Yeşilçam'ın usta oyuncularından Ediz Hun, Türkiye Finans Katılım Bankası'nın yeni tip koronavirüs tedbirleri kapsamında Facebook'tan düzenlediği 'Eskimeyen Dostlar' programının ilk konuğu oldu.
İSTANBUL (AA) - Oyuncu ve sunucu Seren Fosforoğlu'nun yönetimini üstlendiği, canlı olarak gerçekleştirilen programda, ünlü aktör karantina günlerinin nasıl geçtiğini anlattı.
Eşiyle beraber koronavirüs sürecini Büyükada'daki evinde bahçeyle ve kedilerle keyifli bir şekilde geçirdiğini dile getiren Ediz Hun, programda ayrıca bilinmeyen yönlerini izleyicilerle paylaştı.
Hun, okumaktan ve yazmaktan son derece keyif aldığını dile getirerek, kendi hayatıyla ilgili bir kitap hazırlığı içerisinde olduğunu ve kitabı yaz aylarında tamamlamayı planladığını söyledi.
Oslo Üniversitesinde biyoloji ve bio-kimya üzerine eğitim aldığını belirten Hun, "Belki de aldığım eğitimden dolayı bilimle hep iç içe oldum. Diğer yandan genlerden gelen bir özellikten midir bilmiyorum, araştırmacı yönüm çok ağır basar. Örneğin teleskopla gökyüzünü, mikroskopla bitkileri incelerim. Statik durduğum tek vakit, televizyon izlediğim zamanlar oluyor." dedi.
"Sinemaya 'Madam Tamara'nın Köşkü' filmiyle başlamıştım"Konuşmasında bugünün sinema şartları üzerine bir değerlendirme yapan Hun, şunları kaydetti:
"Teknoloji olağanüstü bir ivme ile ilerleyişini devam ettiriyor. Sinemaya ilk başladığımda takvimler 1 Kasım 1963'ü gösteriyordu. Sinemaya 'Madam Tamara'nın Köşkü' filmiyle başlamıştım. O zamanlar eski tip kurmalı kameralarla çekim yapılıyordu. Ama şimdiye baktığınızda teknolojinin gelişmesi ile birlikte kameralar adeta evrim geçirdi. Şimdi bir fotoğraf makinesi ile bile film çekilebiliyor.

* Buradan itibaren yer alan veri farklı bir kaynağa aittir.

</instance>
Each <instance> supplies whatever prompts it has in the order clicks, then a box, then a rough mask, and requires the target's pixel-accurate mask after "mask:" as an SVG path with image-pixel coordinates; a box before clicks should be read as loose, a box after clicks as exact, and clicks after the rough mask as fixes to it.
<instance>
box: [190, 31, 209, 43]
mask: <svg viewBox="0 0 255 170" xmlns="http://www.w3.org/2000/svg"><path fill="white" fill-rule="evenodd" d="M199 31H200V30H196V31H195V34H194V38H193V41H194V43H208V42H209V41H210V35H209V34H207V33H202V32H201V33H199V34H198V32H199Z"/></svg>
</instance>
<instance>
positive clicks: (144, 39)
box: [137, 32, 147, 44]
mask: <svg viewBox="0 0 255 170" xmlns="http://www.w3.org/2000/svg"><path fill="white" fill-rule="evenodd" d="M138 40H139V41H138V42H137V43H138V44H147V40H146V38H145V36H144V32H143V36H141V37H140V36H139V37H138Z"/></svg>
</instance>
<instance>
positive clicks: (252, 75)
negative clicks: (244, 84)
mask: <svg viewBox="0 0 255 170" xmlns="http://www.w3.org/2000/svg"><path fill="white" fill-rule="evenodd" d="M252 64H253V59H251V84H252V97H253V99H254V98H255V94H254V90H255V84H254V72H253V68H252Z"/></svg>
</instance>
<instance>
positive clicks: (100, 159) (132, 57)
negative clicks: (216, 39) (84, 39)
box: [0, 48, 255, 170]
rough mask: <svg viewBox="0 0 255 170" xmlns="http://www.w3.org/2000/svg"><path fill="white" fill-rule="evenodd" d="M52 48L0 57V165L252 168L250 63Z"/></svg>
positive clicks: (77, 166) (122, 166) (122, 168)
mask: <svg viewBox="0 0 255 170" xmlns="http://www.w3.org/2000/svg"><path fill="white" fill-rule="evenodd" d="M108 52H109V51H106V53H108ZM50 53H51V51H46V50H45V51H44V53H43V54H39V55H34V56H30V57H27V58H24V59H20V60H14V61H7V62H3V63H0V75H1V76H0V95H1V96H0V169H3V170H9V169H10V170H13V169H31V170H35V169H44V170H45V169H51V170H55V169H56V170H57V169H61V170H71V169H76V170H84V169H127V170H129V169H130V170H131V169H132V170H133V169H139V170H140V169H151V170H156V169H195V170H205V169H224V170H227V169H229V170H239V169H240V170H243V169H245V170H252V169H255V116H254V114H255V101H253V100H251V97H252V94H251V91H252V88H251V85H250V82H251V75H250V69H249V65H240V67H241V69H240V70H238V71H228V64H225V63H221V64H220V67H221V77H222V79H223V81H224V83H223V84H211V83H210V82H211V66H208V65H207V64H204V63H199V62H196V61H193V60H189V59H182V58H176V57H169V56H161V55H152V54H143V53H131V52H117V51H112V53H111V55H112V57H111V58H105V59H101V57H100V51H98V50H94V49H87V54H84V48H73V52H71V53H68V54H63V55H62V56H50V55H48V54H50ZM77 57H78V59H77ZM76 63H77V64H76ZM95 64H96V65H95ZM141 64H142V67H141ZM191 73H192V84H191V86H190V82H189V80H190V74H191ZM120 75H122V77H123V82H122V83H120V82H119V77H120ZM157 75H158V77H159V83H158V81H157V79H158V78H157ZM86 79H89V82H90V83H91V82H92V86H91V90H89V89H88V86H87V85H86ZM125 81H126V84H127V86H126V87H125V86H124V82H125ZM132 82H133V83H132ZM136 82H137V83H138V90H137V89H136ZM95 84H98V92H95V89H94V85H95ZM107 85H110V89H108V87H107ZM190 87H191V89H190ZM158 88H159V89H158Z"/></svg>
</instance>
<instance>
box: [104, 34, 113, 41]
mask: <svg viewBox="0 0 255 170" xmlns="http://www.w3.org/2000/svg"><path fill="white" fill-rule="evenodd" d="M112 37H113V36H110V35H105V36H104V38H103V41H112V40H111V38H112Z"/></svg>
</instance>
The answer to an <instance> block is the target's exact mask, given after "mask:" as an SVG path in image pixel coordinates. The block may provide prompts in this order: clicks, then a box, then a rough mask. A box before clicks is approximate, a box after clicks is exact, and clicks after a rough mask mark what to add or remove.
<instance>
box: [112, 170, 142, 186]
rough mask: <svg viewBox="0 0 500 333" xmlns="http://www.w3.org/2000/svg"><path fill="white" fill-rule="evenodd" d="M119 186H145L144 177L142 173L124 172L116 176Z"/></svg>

Diğer yandan o dönem ki filmler 25-30 günde çekilebiliyordu. Şimdi ise bu süreler çok kısaldı. Aslında bu durum senaristleri çok zorlayan bir gelişme. Dizilere baktığınızda 4-5 günde bir bölüm çekilebiliyor. Bu durum da senaristin daha hızlı olmasını gerektiriyor. Senaristler teknoloji ile yarış halinde adeta."
Yarım asrı geçkin sinema hayatında 130 filmin başrolünde yer alan usta sanatçı, "Her filmin ortalama 30 günde çekildiğini düşünürseniz, 130 film için 3 bin 900 gün yani 11 yıl non-stop şekilde vaktimin tamamını sette geçirdiğim anlamına geliyor." diye konuştu.
Hun, herhangi bir dizi projesinde yer alma sorusuna ilişkin, "Bugün televizyon ekranlarında olan dizilerde yer almak isterim. Ama bunun iyi bir rol olması gerekiyor. Kendimi en iyi şekilde prezante edeceğim bir rol olması önemli. Yoksa laf olsun diye oynamanın anlamı yok." ifadelerini kullandı.
"Bugün bir yere gelmişsem çalıştığım yönetmenler sayesinde oldu"Bugüne kadar birçok değerli isimle çalıştığını, bunlardan birinin de Yönetmen Orhan Aksoy olduğunu belirten Hun, şunları anlattı:
"Romantik filmlerin bir numaralı yönetmeniydi Orhan Aksoy. Kendinden geçerdi, filmin içine o kadar girerdi ki etkilenmemek imkansızdı. Tiyatroda kolektif bir performans var. Ama bireysel performans da çok önemli. Diğer yandan sinemaya dönüp baktığınızda, orada yönetmenin çok önemli olduğunu görürsünüz. Biz oyuncular, yönetmenin direktifleri doğrultusunda çalışırız. Yönetmen, bütünü gören bir gözdür. O yüzden onlar kritik noktaların karar vericileridir. Ediz Hun olarak bugün bir yere gelmişsem bu, bugüne kadar birlikte çalıştığım yönetmenler sayesinde olmuştur. Bu durum bütün oyuncular için geçerli."